Resistin has been suggested to be involved in the development of diabetes and
insulin resistance. We recently reported that
resistin is expressed in diabetic hearts and promotes
cardiac hypertrophy; however, the mechanisms underlying this process are currently unknown. Therefore, we wanted to elucidate the mechanisms associated with
resistin-induced
cardiac hypertrophy and myocardial
insulin resistance. Overexpression of
resistin using adenoviral vector in neonatal rat ventricular myocytes was associated with inhibition of
AMP-activated protein kinase (AMPK) activity, activation of
tuberous sclerosis complex 2/
mammalian target of rapamycin (mTOR) pathway, and increased cell size, [(3)H]

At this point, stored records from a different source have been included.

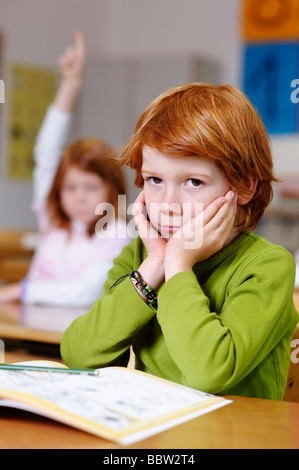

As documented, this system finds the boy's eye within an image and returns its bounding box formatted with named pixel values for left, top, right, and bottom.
left=62, top=184, right=75, bottom=191
left=186, top=178, right=202, bottom=188
left=148, top=176, right=162, bottom=184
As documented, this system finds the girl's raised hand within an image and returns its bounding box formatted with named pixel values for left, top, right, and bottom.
left=58, top=30, right=85, bottom=80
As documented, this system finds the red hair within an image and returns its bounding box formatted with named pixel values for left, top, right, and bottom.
left=48, top=138, right=126, bottom=236
left=121, top=83, right=278, bottom=230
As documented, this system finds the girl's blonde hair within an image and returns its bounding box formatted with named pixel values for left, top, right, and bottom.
left=48, top=138, right=126, bottom=236
left=121, top=83, right=278, bottom=230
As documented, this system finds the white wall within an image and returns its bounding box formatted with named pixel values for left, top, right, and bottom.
left=0, top=0, right=299, bottom=227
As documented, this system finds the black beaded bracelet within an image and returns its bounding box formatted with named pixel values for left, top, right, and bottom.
left=109, top=271, right=157, bottom=308
left=130, top=271, right=157, bottom=305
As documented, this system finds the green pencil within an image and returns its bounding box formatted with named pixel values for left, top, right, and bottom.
left=0, top=364, right=99, bottom=375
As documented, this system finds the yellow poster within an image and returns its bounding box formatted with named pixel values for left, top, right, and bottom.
left=8, top=64, right=56, bottom=179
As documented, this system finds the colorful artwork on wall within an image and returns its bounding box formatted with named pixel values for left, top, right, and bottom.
left=8, top=64, right=56, bottom=179
left=242, top=0, right=299, bottom=134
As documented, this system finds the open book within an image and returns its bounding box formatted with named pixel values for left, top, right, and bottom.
left=0, top=361, right=230, bottom=445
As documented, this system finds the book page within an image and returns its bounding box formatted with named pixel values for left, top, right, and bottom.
left=0, top=367, right=232, bottom=444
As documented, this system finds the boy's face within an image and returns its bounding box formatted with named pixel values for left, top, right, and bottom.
left=141, top=146, right=231, bottom=239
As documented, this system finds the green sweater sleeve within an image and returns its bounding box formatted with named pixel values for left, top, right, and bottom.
left=60, top=243, right=156, bottom=368
left=157, top=247, right=298, bottom=393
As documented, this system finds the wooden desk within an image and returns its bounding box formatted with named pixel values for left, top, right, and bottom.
left=0, top=303, right=89, bottom=344
left=0, top=303, right=88, bottom=363
left=0, top=230, right=38, bottom=282
left=0, top=397, right=299, bottom=455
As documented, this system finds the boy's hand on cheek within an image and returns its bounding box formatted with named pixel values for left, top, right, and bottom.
left=133, top=191, right=166, bottom=289
left=164, top=191, right=237, bottom=280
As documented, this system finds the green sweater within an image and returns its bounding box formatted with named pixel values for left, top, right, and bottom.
left=61, top=232, right=299, bottom=400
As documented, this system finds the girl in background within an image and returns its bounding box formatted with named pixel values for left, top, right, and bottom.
left=0, top=31, right=129, bottom=306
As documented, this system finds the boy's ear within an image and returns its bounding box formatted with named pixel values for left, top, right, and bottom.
left=237, top=177, right=258, bottom=206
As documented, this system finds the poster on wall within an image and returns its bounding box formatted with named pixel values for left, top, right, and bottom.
left=8, top=64, right=57, bottom=179
left=242, top=0, right=299, bottom=134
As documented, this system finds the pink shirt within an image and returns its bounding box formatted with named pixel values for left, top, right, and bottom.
left=22, top=107, right=131, bottom=306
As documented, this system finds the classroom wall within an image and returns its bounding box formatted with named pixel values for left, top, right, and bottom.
left=0, top=0, right=299, bottom=228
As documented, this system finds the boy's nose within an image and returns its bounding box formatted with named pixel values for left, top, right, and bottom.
left=159, top=189, right=182, bottom=215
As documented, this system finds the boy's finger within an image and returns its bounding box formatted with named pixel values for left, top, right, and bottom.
left=75, top=30, right=85, bottom=56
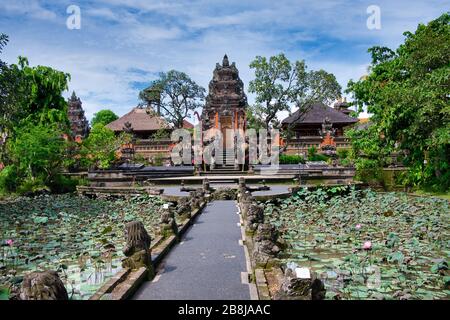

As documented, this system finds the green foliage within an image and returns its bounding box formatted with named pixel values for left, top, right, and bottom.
left=0, top=165, right=17, bottom=194
left=0, top=52, right=70, bottom=192
left=0, top=194, right=164, bottom=300
left=280, top=154, right=305, bottom=164
left=12, top=57, right=70, bottom=130
left=139, top=70, right=206, bottom=128
left=248, top=53, right=341, bottom=128
left=348, top=13, right=450, bottom=190
left=308, top=146, right=330, bottom=162
left=91, top=110, right=119, bottom=126
left=81, top=123, right=120, bottom=169
left=7, top=124, right=66, bottom=192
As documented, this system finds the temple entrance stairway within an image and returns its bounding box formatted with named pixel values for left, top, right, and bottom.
left=133, top=200, right=255, bottom=300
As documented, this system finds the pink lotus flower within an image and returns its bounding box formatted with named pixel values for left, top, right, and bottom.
left=363, top=241, right=372, bottom=250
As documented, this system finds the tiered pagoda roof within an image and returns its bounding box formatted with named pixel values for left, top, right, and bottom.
left=202, top=55, right=247, bottom=119
left=106, top=107, right=194, bottom=132
left=68, top=91, right=89, bottom=139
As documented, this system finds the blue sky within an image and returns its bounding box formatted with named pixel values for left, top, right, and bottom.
left=0, top=0, right=450, bottom=118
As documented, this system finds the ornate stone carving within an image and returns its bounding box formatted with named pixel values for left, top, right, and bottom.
left=201, top=55, right=247, bottom=130
left=212, top=188, right=237, bottom=200
left=203, top=178, right=212, bottom=193
left=18, top=271, right=69, bottom=300
left=122, top=221, right=153, bottom=274
left=175, top=197, right=191, bottom=218
left=274, top=268, right=326, bottom=300
left=253, top=223, right=281, bottom=265
left=245, top=203, right=264, bottom=231
left=68, top=91, right=89, bottom=139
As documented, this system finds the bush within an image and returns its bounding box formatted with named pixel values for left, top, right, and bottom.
left=280, top=154, right=305, bottom=164
left=0, top=166, right=17, bottom=193
left=48, top=174, right=80, bottom=193
left=336, top=149, right=350, bottom=160
left=153, top=153, right=165, bottom=167
left=17, top=178, right=49, bottom=194
left=308, top=147, right=330, bottom=162
left=355, top=158, right=382, bottom=183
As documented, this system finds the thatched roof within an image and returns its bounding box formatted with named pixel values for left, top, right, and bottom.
left=282, top=103, right=358, bottom=124
left=106, top=107, right=194, bottom=132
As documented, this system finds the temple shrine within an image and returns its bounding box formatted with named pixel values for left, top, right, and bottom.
left=201, top=55, right=247, bottom=149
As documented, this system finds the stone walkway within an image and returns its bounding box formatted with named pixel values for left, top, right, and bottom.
left=133, top=201, right=251, bottom=300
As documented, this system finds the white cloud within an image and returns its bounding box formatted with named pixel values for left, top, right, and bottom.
left=0, top=0, right=57, bottom=20
left=0, top=0, right=449, bottom=122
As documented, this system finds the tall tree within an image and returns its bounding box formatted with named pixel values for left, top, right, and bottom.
left=249, top=53, right=341, bottom=128
left=139, top=70, right=206, bottom=128
left=91, top=109, right=119, bottom=126
left=8, top=124, right=66, bottom=190
left=348, top=13, right=450, bottom=189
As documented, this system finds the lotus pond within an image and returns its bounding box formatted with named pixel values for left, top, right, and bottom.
left=264, top=187, right=450, bottom=299
left=0, top=194, right=164, bottom=299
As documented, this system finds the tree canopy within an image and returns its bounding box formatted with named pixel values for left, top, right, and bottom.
left=91, top=109, right=119, bottom=126
left=348, top=13, right=450, bottom=189
left=249, top=53, right=341, bottom=128
left=139, top=70, right=206, bottom=128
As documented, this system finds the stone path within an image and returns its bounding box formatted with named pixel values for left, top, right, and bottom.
left=133, top=201, right=253, bottom=300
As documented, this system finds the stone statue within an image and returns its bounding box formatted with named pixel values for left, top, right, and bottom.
left=274, top=268, right=326, bottom=300
left=175, top=197, right=191, bottom=218
left=123, top=121, right=134, bottom=134
left=19, top=271, right=69, bottom=300
left=160, top=204, right=178, bottom=237
left=239, top=191, right=254, bottom=217
left=203, top=178, right=211, bottom=193
left=245, top=203, right=264, bottom=231
left=253, top=223, right=281, bottom=265
left=238, top=177, right=247, bottom=196
left=122, top=221, right=153, bottom=274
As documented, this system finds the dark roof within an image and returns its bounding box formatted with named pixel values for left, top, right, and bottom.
left=183, top=119, right=194, bottom=129
left=282, top=103, right=358, bottom=124
left=106, top=108, right=170, bottom=132
left=106, top=107, right=194, bottom=132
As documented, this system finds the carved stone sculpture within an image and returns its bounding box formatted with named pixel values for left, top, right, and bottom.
left=19, top=271, right=69, bottom=300
left=245, top=203, right=264, bottom=231
left=212, top=188, right=236, bottom=200
left=253, top=223, right=281, bottom=265
left=122, top=221, right=153, bottom=274
left=274, top=268, right=326, bottom=300
left=203, top=179, right=211, bottom=193
left=239, top=192, right=254, bottom=217
left=175, top=197, right=191, bottom=218
left=238, top=177, right=247, bottom=196
left=161, top=205, right=178, bottom=237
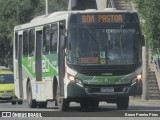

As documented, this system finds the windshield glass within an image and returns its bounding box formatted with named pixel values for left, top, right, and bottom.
left=67, top=29, right=140, bottom=65
left=0, top=74, right=14, bottom=84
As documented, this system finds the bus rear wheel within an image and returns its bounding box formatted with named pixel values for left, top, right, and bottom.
left=27, top=81, right=37, bottom=108
left=117, top=96, right=129, bottom=110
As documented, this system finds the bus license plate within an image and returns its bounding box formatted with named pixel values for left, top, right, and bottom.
left=2, top=94, right=11, bottom=98
left=101, top=87, right=114, bottom=93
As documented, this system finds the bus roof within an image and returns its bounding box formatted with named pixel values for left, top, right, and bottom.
left=14, top=9, right=136, bottom=31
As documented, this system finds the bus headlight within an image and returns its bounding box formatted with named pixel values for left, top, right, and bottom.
left=131, top=74, right=142, bottom=86
left=76, top=79, right=83, bottom=87
left=137, top=74, right=142, bottom=80
left=68, top=74, right=76, bottom=82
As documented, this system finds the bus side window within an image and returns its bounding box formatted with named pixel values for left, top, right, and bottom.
left=50, top=24, right=58, bottom=53
left=29, top=29, right=35, bottom=56
left=43, top=25, right=50, bottom=54
left=23, top=31, right=29, bottom=56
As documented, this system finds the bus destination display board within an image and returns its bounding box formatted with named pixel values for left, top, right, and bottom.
left=70, top=14, right=137, bottom=24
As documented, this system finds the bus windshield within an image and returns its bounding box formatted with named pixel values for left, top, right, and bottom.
left=67, top=29, right=141, bottom=65
left=0, top=74, right=14, bottom=84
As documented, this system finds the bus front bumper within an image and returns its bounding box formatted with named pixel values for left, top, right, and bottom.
left=67, top=82, right=141, bottom=100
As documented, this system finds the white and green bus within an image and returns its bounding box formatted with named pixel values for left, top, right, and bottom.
left=13, top=9, right=144, bottom=111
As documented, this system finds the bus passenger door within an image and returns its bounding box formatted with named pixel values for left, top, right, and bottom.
left=58, top=22, right=65, bottom=97
left=35, top=27, right=43, bottom=81
left=16, top=31, right=23, bottom=98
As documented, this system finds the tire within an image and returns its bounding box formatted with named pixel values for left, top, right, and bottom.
left=27, top=81, right=37, bottom=108
left=117, top=96, right=129, bottom=110
left=54, top=84, right=70, bottom=111
left=11, top=102, right=16, bottom=105
left=17, top=101, right=23, bottom=105
left=38, top=102, right=47, bottom=108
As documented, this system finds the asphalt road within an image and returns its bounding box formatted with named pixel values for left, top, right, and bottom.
left=0, top=101, right=160, bottom=120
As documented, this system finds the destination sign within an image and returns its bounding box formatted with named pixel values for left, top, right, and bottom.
left=70, top=14, right=138, bottom=24
left=81, top=15, right=123, bottom=23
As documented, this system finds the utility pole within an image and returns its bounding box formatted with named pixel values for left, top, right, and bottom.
left=45, top=0, right=48, bottom=15
left=142, top=46, right=148, bottom=100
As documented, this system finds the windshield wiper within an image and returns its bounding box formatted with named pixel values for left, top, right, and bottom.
left=120, top=24, right=126, bottom=64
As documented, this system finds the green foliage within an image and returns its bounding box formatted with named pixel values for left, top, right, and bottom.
left=134, top=0, right=160, bottom=51
left=0, top=0, right=65, bottom=69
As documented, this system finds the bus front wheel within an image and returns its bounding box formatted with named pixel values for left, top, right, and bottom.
left=27, top=81, right=37, bottom=108
left=117, top=96, right=129, bottom=110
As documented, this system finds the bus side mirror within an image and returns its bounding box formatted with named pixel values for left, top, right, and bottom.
left=141, top=35, right=145, bottom=46
left=59, top=22, right=66, bottom=49
left=61, top=35, right=66, bottom=49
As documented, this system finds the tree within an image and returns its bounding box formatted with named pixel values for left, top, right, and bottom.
left=134, top=0, right=160, bottom=51
left=0, top=0, right=65, bottom=69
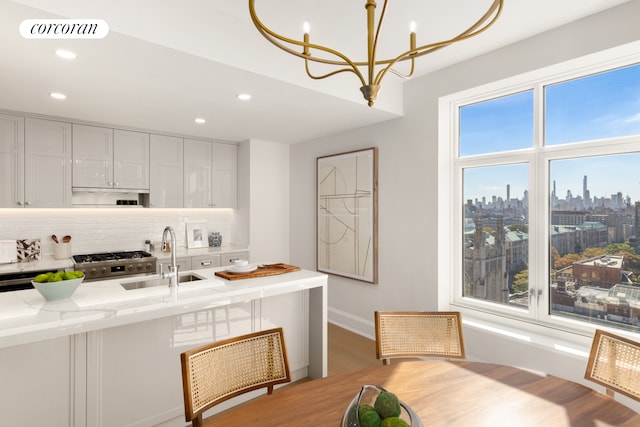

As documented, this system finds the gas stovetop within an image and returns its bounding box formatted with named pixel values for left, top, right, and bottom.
left=72, top=251, right=157, bottom=280
left=73, top=251, right=151, bottom=264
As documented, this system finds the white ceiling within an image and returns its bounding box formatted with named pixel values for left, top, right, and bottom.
left=0, top=0, right=628, bottom=143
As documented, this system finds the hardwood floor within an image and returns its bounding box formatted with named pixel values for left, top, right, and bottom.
left=327, top=323, right=382, bottom=375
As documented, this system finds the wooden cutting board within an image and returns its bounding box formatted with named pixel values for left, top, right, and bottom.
left=216, top=263, right=300, bottom=280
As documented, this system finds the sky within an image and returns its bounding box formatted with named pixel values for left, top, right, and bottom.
left=460, top=64, right=640, bottom=202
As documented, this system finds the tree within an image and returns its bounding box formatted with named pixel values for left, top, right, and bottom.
left=513, top=269, right=529, bottom=294
left=507, top=224, right=529, bottom=233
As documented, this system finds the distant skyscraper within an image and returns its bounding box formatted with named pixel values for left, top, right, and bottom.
left=582, top=175, right=591, bottom=207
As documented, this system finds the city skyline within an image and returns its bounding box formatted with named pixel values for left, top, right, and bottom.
left=464, top=154, right=640, bottom=203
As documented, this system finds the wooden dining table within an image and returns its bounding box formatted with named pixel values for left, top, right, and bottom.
left=205, top=360, right=640, bottom=427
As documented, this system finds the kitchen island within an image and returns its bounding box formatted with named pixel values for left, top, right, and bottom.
left=0, top=268, right=327, bottom=427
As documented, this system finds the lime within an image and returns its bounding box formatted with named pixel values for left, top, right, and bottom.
left=33, top=273, right=49, bottom=283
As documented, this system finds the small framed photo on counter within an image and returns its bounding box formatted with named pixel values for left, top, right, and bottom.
left=187, top=222, right=209, bottom=248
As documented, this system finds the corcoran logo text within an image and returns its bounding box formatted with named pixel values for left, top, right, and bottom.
left=20, top=19, right=109, bottom=39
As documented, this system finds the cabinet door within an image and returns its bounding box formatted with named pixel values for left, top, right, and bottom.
left=24, top=118, right=71, bottom=208
left=184, top=139, right=213, bottom=208
left=149, top=135, right=184, bottom=208
left=0, top=114, right=24, bottom=208
left=113, top=129, right=149, bottom=190
left=211, top=143, right=238, bottom=208
left=73, top=124, right=113, bottom=188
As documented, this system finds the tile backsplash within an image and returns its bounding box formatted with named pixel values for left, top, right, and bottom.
left=0, top=208, right=235, bottom=256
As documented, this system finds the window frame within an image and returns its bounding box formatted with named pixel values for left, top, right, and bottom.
left=438, top=42, right=640, bottom=337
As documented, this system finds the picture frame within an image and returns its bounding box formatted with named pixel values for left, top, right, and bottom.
left=187, top=222, right=209, bottom=249
left=316, top=147, right=378, bottom=284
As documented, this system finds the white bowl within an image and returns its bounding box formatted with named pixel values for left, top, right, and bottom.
left=31, top=277, right=84, bottom=301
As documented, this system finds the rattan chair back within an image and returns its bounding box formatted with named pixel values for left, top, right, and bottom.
left=180, top=328, right=291, bottom=427
left=584, top=329, right=640, bottom=401
left=375, top=311, right=465, bottom=365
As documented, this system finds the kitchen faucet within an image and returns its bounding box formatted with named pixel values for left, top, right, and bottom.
left=160, top=226, right=178, bottom=289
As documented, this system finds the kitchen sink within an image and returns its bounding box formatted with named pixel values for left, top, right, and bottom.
left=120, top=274, right=204, bottom=291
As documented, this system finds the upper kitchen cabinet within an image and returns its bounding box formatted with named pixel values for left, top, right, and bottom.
left=149, top=134, right=184, bottom=208
left=73, top=124, right=149, bottom=191
left=184, top=139, right=238, bottom=208
left=0, top=115, right=71, bottom=208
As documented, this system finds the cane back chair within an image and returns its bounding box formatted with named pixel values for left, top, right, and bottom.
left=375, top=311, right=465, bottom=365
left=180, top=328, right=291, bottom=427
left=584, top=329, right=640, bottom=401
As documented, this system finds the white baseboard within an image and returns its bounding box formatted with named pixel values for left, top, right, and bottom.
left=327, top=307, right=376, bottom=340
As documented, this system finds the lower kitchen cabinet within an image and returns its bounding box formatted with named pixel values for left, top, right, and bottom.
left=0, top=336, right=77, bottom=427
left=0, top=290, right=316, bottom=427
left=87, top=302, right=253, bottom=427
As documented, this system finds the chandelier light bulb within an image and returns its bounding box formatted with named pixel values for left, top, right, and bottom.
left=249, top=0, right=505, bottom=107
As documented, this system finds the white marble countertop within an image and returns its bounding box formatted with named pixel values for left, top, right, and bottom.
left=0, top=267, right=327, bottom=348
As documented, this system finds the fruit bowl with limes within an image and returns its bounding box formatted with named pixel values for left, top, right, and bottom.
left=342, top=384, right=423, bottom=427
left=31, top=271, right=84, bottom=301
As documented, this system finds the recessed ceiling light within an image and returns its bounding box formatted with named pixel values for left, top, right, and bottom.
left=56, top=49, right=76, bottom=59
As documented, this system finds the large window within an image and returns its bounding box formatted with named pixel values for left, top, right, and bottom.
left=440, top=49, right=640, bottom=338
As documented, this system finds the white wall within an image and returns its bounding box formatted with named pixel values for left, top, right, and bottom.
left=291, top=0, right=640, bottom=408
left=248, top=140, right=289, bottom=262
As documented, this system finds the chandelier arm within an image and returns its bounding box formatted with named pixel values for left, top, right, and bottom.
left=365, top=0, right=388, bottom=84
left=382, top=58, right=416, bottom=80
left=304, top=59, right=364, bottom=84
left=372, top=0, right=504, bottom=85
left=249, top=0, right=366, bottom=85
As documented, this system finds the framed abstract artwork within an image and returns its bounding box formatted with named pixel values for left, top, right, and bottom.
left=316, top=147, right=378, bottom=283
left=187, top=222, right=209, bottom=248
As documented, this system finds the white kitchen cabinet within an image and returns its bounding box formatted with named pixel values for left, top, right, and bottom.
left=23, top=117, right=71, bottom=208
left=220, top=251, right=249, bottom=267
left=149, top=134, right=184, bottom=208
left=73, top=124, right=149, bottom=190
left=0, top=115, right=71, bottom=208
left=0, top=114, right=24, bottom=208
left=113, top=129, right=150, bottom=190
left=0, top=336, right=77, bottom=427
left=191, top=254, right=220, bottom=270
left=87, top=302, right=253, bottom=427
left=184, top=139, right=238, bottom=208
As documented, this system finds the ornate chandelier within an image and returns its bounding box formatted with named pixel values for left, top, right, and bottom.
left=249, top=0, right=504, bottom=107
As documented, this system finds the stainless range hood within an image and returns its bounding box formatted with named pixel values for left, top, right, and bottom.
left=71, top=187, right=149, bottom=207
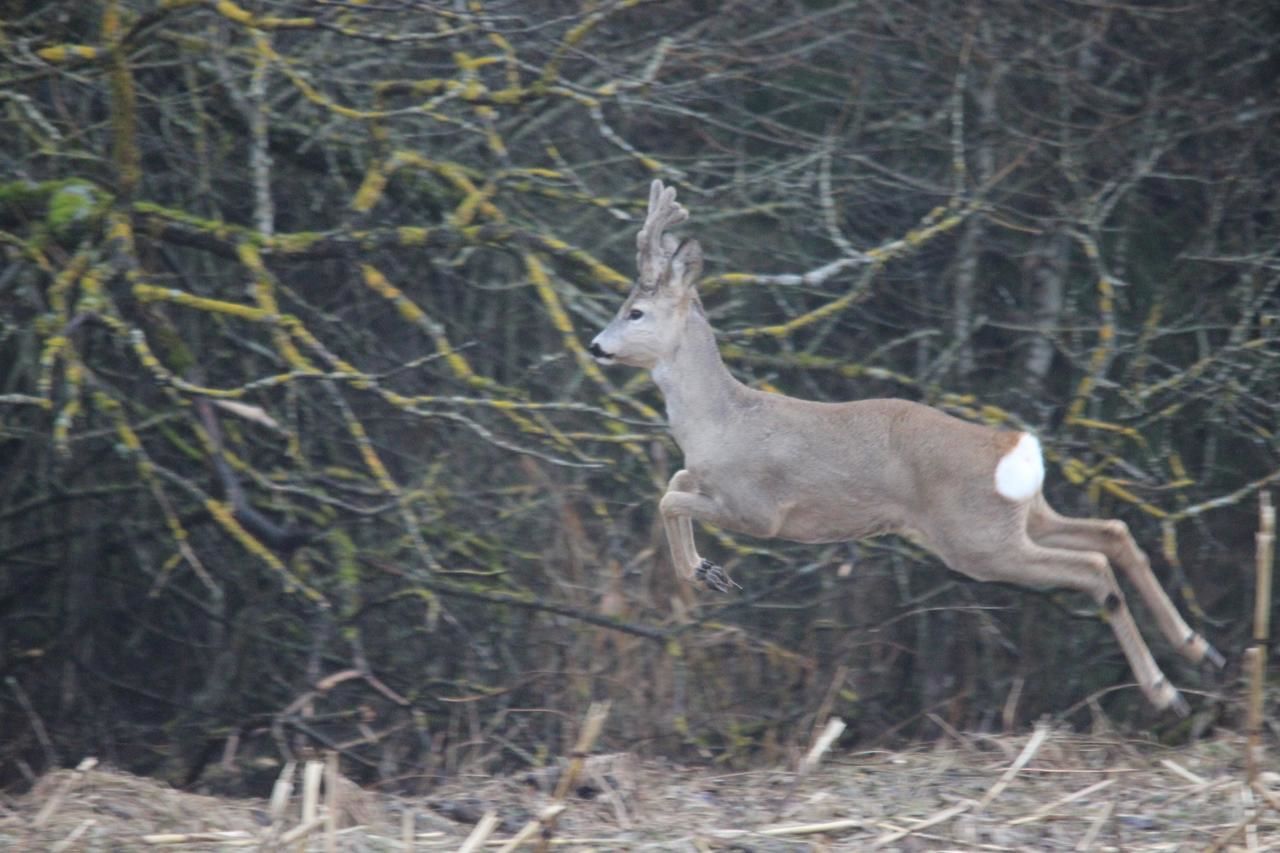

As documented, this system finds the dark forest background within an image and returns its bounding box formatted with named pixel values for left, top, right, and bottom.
left=0, top=0, right=1280, bottom=792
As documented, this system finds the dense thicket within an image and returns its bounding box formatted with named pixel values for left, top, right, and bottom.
left=0, top=0, right=1280, bottom=781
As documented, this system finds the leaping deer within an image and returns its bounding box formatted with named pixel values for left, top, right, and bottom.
left=590, top=181, right=1224, bottom=715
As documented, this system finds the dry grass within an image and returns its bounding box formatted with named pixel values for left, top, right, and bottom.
left=0, top=727, right=1280, bottom=852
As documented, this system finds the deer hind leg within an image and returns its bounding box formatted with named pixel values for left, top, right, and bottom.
left=658, top=470, right=741, bottom=592
left=1027, top=497, right=1225, bottom=669
left=961, top=539, right=1188, bottom=716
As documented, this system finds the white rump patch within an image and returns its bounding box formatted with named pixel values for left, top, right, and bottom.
left=996, top=433, right=1044, bottom=501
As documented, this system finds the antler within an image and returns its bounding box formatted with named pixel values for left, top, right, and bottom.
left=636, top=179, right=689, bottom=291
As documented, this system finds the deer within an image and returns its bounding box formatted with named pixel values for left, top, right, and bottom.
left=588, top=181, right=1225, bottom=716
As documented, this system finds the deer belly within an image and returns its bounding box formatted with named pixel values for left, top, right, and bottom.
left=773, top=501, right=899, bottom=544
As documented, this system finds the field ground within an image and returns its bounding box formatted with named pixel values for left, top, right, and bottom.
left=0, top=727, right=1280, bottom=852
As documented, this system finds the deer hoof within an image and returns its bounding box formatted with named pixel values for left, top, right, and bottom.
left=1165, top=690, right=1192, bottom=720
left=694, top=560, right=742, bottom=592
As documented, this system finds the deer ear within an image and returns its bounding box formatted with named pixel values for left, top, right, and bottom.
left=668, top=240, right=703, bottom=293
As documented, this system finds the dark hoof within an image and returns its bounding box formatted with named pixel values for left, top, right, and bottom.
left=694, top=560, right=742, bottom=592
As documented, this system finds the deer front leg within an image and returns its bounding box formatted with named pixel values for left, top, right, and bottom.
left=658, top=470, right=741, bottom=592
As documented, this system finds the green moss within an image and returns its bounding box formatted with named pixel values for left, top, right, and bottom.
left=0, top=178, right=111, bottom=238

leucine incorporation (i.e.
protein synthesis) and
mRNA expression of the hypertrophic marker genes,
atrial natriuretic factor,
brain natriuretic peptide, and β-
myosin heavy chain. Activation of AMPK with 5-aminoimidazole-4-carbozamide-1-β-D-ribifuranoside or inhibition of mTOR with
rapamycin or mTOR
siRNA attenuated these
resistin-induced changes. Furthermore,
resistin increased
serine phosphorylation of
insulin receptor substrate (IRS1) through the activation of the
apoptosis signal-regulating kinase 1/
c-Jun N-terminal Kinase (JNK) pathway, a module known to stimulate
insulin resistance. Inhibition of JNK (with JNK inhibitor
SP600125 or using dominant-negative JNK) reduced
serine 307 phosphorylation of IRS1.
Resistin also stimulated the activation of p70(S6K), a downstream
kinase target of mTOR, and increased phosphorylation of the IRS1
serine 636/639 residues, whereas treatment with
rapamycin reduced the phosphorylation of these residues. Interestingly, these in vitro signaling pathways were also operative in vivo in ventricular tissues from adult rat hearts overexpressing
resistin. These data demonstrate that
resistin induces
cardiac hypertrophy and myocardial
insulin resistance, possibly via the AMPK/mTOR/p70(S6K) and
apoptosis signal-regulating kinase 1/JNK/IRS1 pathways.